WGON
Huge 6.4-magnitude quake rocks Northern California
( NYPost )

A huge 6.4-magnitude earthquake struck off the coast of Northern California early Tuesday, the United States Geological Survey (USGS) said.
The “notable” quake struck around seven miles west-southwest of Ferndale, a town of about 15,000 people 261 miles north of San Francisco, the USGS said at 5:45 a.m., which was 2:45 a.m. local time.
It set off the agency’s early-earning “shake alert,” but was initially not expected to create a damaging tsunami in the area, the National Weather Service said.
There were no initial reports of widespread damage, but locals tweeted images of the aftermath, with more than 65,000 people losing power in the area, also affecting Eureka and Fortuna.
The Humbolt County Sheriff’s Office also said power was out across the county.

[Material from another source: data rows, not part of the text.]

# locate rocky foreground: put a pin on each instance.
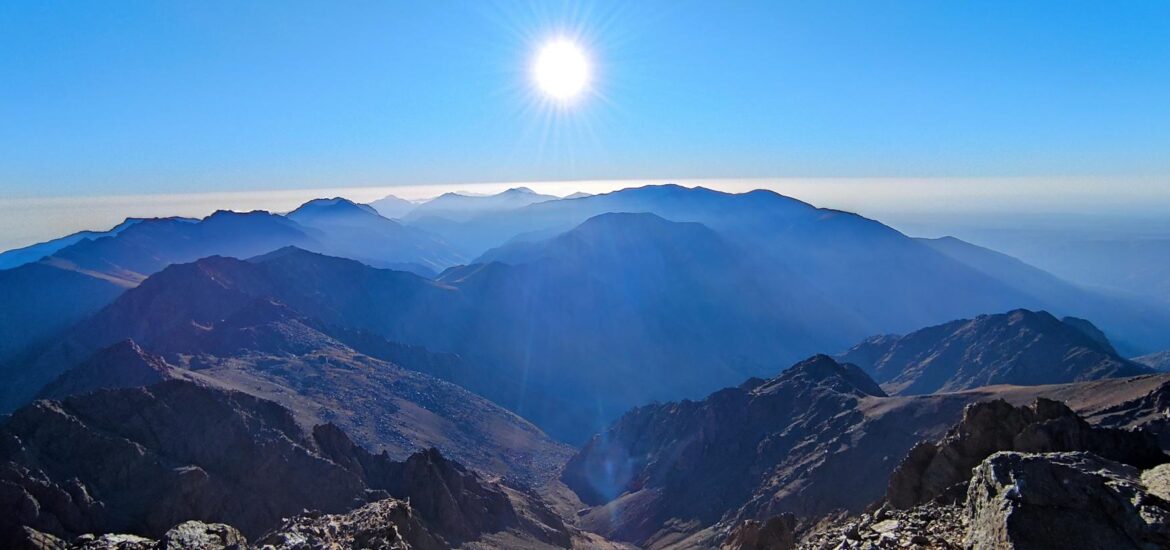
(1004, 478)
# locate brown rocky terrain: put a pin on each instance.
(142, 460)
(270, 351)
(1020, 348)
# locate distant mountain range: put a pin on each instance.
(672, 290)
(421, 376)
(1020, 348)
(213, 323)
(814, 440)
(142, 460)
(39, 298)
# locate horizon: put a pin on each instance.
(928, 207)
(163, 98)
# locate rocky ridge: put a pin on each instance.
(136, 461)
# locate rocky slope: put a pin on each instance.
(819, 439)
(143, 460)
(1061, 494)
(267, 350)
(931, 469)
(797, 442)
(1019, 348)
(1160, 361)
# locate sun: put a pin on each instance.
(562, 70)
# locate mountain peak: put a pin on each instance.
(123, 364)
(336, 205)
(823, 370)
(1019, 346)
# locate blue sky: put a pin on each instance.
(167, 97)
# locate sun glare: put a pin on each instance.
(562, 70)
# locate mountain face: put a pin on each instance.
(460, 207)
(1020, 348)
(38, 300)
(266, 349)
(790, 444)
(142, 460)
(670, 309)
(1158, 362)
(819, 438)
(888, 281)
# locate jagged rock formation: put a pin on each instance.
(142, 460)
(800, 442)
(387, 524)
(1158, 361)
(1020, 348)
(933, 468)
(265, 348)
(1062, 500)
(940, 527)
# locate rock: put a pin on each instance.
(387, 524)
(178, 451)
(1045, 426)
(1062, 500)
(775, 534)
(195, 535)
(112, 542)
(1157, 481)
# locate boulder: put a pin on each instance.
(387, 524)
(1045, 426)
(775, 534)
(1062, 500)
(193, 535)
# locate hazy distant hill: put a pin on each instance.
(1019, 348)
(895, 283)
(392, 207)
(39, 298)
(32, 253)
(348, 229)
(460, 207)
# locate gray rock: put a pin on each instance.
(1062, 500)
(775, 534)
(1046, 426)
(194, 535)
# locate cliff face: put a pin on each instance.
(142, 460)
(776, 445)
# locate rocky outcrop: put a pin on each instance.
(142, 460)
(1062, 500)
(940, 527)
(387, 524)
(800, 442)
(1019, 348)
(194, 535)
(776, 533)
(933, 468)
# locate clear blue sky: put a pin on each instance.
(100, 97)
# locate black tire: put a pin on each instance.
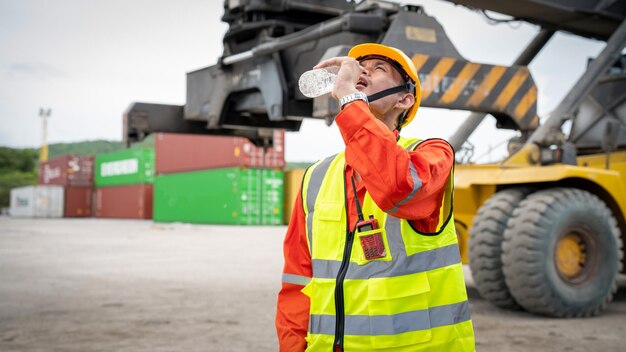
(485, 246)
(539, 226)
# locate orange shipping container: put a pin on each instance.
(176, 153)
(78, 202)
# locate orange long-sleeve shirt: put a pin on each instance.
(382, 168)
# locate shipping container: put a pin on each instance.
(293, 182)
(67, 170)
(124, 202)
(183, 152)
(125, 167)
(233, 196)
(41, 201)
(78, 202)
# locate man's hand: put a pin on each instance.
(347, 77)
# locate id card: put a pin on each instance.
(373, 246)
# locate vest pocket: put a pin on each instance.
(328, 231)
(398, 311)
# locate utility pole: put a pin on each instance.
(44, 114)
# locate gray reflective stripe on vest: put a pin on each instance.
(417, 184)
(315, 183)
(419, 262)
(296, 279)
(377, 325)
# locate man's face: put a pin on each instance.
(376, 76)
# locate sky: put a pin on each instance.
(88, 60)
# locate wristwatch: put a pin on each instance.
(352, 97)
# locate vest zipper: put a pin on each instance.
(343, 269)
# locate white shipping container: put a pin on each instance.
(41, 201)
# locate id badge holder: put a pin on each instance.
(372, 242)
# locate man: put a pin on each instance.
(371, 254)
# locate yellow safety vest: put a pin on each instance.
(412, 299)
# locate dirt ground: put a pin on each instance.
(130, 285)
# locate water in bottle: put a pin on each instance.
(318, 82)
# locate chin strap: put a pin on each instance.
(408, 87)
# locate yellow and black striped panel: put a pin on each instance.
(509, 93)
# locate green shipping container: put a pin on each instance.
(231, 196)
(125, 167)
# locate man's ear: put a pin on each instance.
(406, 101)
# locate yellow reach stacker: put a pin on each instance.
(544, 229)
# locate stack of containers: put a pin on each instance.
(218, 180)
(124, 184)
(74, 174)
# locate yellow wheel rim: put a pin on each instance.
(570, 255)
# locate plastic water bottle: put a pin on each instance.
(318, 82)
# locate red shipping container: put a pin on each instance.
(183, 152)
(67, 170)
(127, 202)
(78, 202)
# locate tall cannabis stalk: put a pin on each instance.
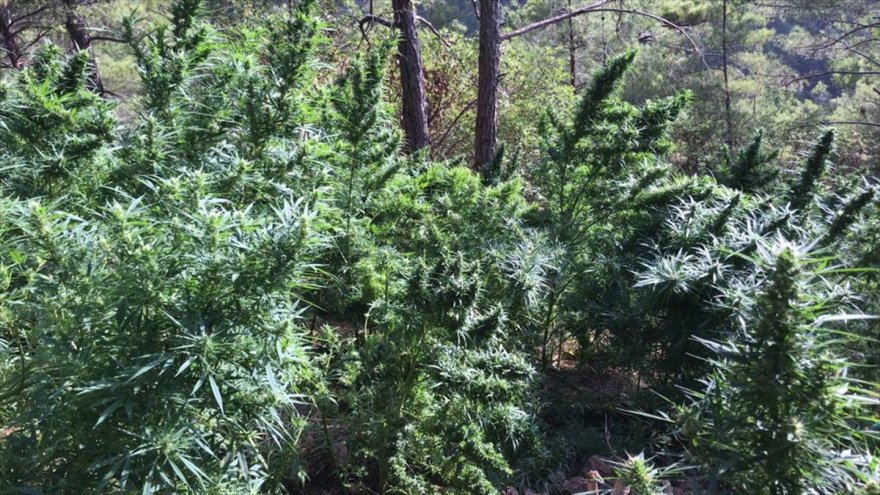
(781, 416)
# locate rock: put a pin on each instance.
(599, 465)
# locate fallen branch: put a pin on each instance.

“That was a big one,” Caroline Titus, a former editor of a Ferndale newspaper, tweeted along with video of toppled items strewn around the floor of her home. “Home is a mess,” she said.
It came exactly a year to the day the same area was rocked by a 6.2-magnitude quake, with Titus among those who had shared images of the damage then, too.
Sites monitoring scanner traffic said authorities were called out to gas leaks in the area, with no initial indication of how widespread the issue was.


The earthquake came just days after a small magnitude-3.6 earthquake struck the San Francisco Bay Area, waking up thousands of people at 3:39 a.m. Saturday and causing minor damage. That one was centered in El Cerrito, about a 16-mile drive from downtown San Francisco.